Synchronize whole files (mostly PDFs) to ES from directory and e-mails

Hi all,

we would like to setup a document synchronization from a file directory and from a e-mail imap folder to elasticsearch.

For the e-mails we are interested in the attachments. Here the imap input plugin looks promising.

For the files (e.g. PDFs) we would like to setup a directory that gets scanned and whenever a new file is inserted the whole file content (e.g. as a byte array) gets transferred.
Here the file input plugin looks like a candidate but maybe not. From the documentation it is not clear to me if we could configure it for the purpose I described.

Any opinions/suggestions? Maybe there are other plugins or totally different solutions out there, we are not aware of.

Thanks in advance,
Johannes

Nobody any experience in this topic or at least any suggestions/opinions?
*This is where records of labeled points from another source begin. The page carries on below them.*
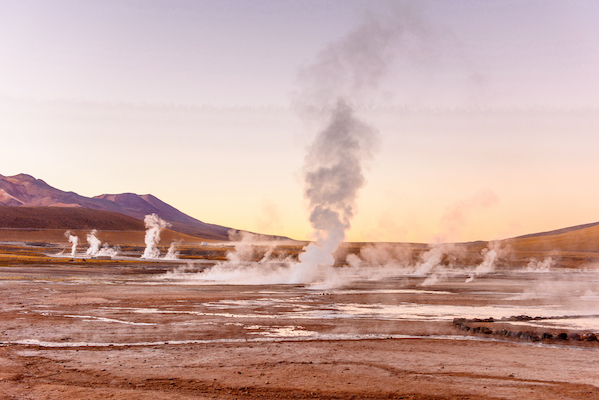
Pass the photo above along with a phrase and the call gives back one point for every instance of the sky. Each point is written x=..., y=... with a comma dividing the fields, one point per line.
x=486, y=112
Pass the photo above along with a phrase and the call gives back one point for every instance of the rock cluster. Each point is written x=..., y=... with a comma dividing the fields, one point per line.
x=467, y=325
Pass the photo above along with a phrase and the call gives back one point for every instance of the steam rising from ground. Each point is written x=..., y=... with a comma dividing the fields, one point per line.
x=154, y=226
x=96, y=249
x=74, y=240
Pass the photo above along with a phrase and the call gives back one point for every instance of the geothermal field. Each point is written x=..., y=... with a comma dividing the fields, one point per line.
x=245, y=319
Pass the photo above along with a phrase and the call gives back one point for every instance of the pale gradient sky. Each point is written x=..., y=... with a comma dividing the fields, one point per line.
x=488, y=115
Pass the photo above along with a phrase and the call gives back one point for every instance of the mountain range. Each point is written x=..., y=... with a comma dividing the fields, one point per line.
x=23, y=190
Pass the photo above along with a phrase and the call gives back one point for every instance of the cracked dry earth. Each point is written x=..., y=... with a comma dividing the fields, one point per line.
x=98, y=333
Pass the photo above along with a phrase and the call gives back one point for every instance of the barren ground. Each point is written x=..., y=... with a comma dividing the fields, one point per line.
x=96, y=330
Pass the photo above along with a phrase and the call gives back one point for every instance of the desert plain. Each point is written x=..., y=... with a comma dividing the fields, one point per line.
x=127, y=328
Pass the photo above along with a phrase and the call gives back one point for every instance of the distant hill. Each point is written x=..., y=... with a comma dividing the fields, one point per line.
x=558, y=231
x=66, y=218
x=26, y=191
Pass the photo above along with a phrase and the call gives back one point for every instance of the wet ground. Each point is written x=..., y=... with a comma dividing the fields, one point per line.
x=126, y=330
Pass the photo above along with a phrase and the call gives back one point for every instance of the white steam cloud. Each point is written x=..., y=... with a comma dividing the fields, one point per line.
x=96, y=249
x=94, y=243
x=172, y=253
x=334, y=175
x=74, y=240
x=346, y=73
x=154, y=226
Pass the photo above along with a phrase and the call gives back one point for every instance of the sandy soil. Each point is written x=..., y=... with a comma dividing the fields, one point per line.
x=123, y=330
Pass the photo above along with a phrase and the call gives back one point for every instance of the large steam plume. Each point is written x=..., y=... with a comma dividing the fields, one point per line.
x=94, y=243
x=333, y=177
x=154, y=226
x=346, y=74
x=74, y=240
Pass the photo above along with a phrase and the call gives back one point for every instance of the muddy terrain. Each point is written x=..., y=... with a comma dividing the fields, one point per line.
x=96, y=329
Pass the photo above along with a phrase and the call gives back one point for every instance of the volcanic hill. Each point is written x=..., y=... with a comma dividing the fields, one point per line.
x=39, y=201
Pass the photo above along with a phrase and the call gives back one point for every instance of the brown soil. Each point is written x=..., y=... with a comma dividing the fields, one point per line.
x=184, y=341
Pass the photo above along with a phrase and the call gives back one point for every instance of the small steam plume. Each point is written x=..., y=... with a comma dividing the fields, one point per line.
x=74, y=240
x=96, y=248
x=541, y=266
x=154, y=226
x=490, y=256
x=172, y=253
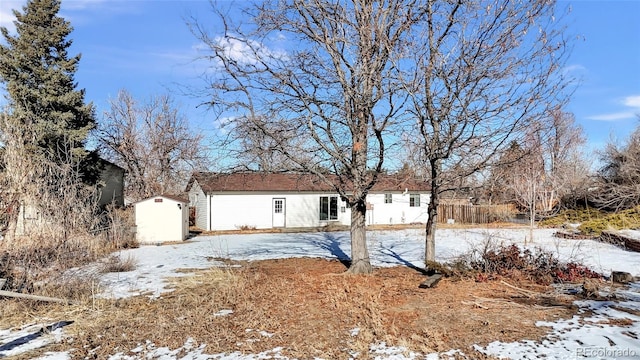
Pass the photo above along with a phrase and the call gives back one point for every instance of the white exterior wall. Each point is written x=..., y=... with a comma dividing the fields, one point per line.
x=398, y=211
x=158, y=222
x=255, y=210
x=233, y=211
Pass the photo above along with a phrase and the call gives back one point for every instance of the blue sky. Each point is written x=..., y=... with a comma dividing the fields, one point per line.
x=146, y=48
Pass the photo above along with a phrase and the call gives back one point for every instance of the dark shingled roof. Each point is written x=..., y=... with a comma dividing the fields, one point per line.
x=297, y=182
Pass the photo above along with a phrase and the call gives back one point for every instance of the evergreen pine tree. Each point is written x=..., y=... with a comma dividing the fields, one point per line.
x=38, y=74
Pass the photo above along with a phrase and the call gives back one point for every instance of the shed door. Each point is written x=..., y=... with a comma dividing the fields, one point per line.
x=278, y=212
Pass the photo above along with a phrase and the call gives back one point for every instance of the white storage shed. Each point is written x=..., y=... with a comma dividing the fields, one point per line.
x=162, y=218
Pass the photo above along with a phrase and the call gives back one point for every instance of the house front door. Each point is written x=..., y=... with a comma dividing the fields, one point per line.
x=278, y=212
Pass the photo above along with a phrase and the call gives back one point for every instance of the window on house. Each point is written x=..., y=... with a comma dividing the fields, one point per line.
x=328, y=208
x=414, y=200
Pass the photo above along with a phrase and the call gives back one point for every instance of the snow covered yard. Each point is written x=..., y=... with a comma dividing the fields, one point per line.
x=601, y=329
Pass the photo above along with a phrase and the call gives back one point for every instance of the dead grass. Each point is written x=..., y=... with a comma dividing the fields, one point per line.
x=309, y=307
x=116, y=263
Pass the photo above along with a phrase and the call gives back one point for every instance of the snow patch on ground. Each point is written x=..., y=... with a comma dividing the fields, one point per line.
x=592, y=333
Actually the IMAP input worked quite well.

input {
  imap {
    ...
  }
}

filter {
  #duplicate event for each attachment
  split {
    field => "attachments"
  }
  if ".pdf" in [attachments][filename] {
    ...
  } else {
    #drop non-pdf attachments
    drop { }
  }
}

output {
  ...
}

The file input plugin will most emphatically not be your friend I think. Logstash is really mostly about... well Logs, and is not really kitted out for use as an generalised Elasticsearch ETL tool.

I would suggest something a bit more custom perhaps. Considering you're doing things with PDFs, you might want to check out more about Ingest Pipelines and what those might offer (sorry, I'm not familiar with non-Logs use-cases with Ingest Pipelines).

No experience with the imap plugin, but its interesting to see that it can do that.

This topic was automatically closed 28 days after the last reply. New replies are no longer allowed.